I have been putting off blogging, I feel like I'm letting everyone down. The scan showed growth in existing tumors and also showed new growth in my liver. I think the most upsetting part is that it has spread to a new organ. I remember when I discussed doing an alternative method with Bryan he expressed concern about it spreading while off chemo. I hadn't even really thought about it, spreading. Once again I wasn't even thinkin about that being a possibility but alas that's what happened. I was kind of expecting the existing growth, but not this.
I don't want to give up hope but it is so discouraging! Of course the Dr wanted me to do chemo and I told her no way that was happening today. We decided to just wait another month, do another scan and then discuss.

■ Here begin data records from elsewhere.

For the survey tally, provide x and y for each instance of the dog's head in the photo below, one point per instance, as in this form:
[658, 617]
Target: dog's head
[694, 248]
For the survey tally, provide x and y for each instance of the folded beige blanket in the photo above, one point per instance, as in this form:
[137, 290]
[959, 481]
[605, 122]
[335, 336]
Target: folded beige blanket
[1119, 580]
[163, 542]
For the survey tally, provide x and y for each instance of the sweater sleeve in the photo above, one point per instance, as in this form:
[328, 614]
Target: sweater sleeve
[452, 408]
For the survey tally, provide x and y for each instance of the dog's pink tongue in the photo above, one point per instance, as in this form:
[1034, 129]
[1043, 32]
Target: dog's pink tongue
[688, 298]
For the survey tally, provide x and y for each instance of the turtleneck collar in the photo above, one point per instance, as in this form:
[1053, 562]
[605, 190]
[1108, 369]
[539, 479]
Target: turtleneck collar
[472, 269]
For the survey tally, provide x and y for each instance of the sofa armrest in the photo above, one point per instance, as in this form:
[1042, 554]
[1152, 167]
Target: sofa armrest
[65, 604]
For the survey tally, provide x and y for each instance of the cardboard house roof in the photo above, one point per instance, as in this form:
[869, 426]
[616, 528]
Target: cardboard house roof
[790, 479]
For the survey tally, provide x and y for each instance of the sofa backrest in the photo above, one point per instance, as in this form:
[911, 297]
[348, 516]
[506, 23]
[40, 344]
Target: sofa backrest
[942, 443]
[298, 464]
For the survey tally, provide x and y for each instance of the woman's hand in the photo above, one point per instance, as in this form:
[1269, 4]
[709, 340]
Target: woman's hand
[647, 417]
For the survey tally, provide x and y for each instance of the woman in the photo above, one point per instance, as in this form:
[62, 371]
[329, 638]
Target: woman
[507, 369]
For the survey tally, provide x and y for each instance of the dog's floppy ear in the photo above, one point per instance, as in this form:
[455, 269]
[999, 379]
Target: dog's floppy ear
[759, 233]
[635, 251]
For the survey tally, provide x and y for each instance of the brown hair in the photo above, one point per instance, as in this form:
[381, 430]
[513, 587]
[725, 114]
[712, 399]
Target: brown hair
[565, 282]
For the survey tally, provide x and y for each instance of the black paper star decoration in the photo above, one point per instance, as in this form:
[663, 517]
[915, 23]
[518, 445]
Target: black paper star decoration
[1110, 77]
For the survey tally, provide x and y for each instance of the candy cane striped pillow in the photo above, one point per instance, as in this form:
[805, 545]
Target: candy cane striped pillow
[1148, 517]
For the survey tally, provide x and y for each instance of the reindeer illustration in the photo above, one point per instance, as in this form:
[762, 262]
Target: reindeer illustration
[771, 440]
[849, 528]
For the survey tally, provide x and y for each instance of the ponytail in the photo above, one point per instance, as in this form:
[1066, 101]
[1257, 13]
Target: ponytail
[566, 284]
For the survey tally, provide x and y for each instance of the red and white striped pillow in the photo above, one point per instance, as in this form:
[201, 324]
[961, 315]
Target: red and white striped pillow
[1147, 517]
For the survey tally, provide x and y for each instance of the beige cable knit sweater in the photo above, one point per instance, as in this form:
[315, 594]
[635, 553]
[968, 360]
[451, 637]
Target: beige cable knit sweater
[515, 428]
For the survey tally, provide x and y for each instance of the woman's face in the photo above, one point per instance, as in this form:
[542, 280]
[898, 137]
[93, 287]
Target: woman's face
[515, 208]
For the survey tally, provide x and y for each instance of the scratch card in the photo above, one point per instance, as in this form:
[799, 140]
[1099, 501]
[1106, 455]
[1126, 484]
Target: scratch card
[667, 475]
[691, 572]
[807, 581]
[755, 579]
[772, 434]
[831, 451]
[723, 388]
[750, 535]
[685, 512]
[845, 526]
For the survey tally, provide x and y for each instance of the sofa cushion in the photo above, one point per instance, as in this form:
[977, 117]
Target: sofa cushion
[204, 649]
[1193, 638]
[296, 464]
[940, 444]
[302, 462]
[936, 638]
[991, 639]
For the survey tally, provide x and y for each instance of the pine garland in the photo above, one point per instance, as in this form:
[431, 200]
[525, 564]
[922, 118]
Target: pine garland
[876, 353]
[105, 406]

I am having a really hard time with this news. My son was just potty trained and it feels like he's really turning into a boy. When I think about what is happening in my life right now the only way I can think of to describe the pain is to say that it feels like my children are being taken from me. I so badly want to see him as a teenager or meet his grand kids but there is just such a slim chance of that happening. I want to see my little princess get married and even just go to prom and see her get so excited about the shoes and dresses! It feels like all of that is being stolen and it is the most painful worse feeling I can ever describe.
I also of course am terrified of how I will die. I can't be on chemo until I die but also know how sick I will eventually get while off it.
I wanted to explain to my daughter why I've been crying all afternoon. I told her that I was told by the dr that my new medicine isnt working yet and it makes me very sad. She turned to me, smiled and said well then it will work eventually just wait longer and hopped off my lap. Lets just hope it's that simple.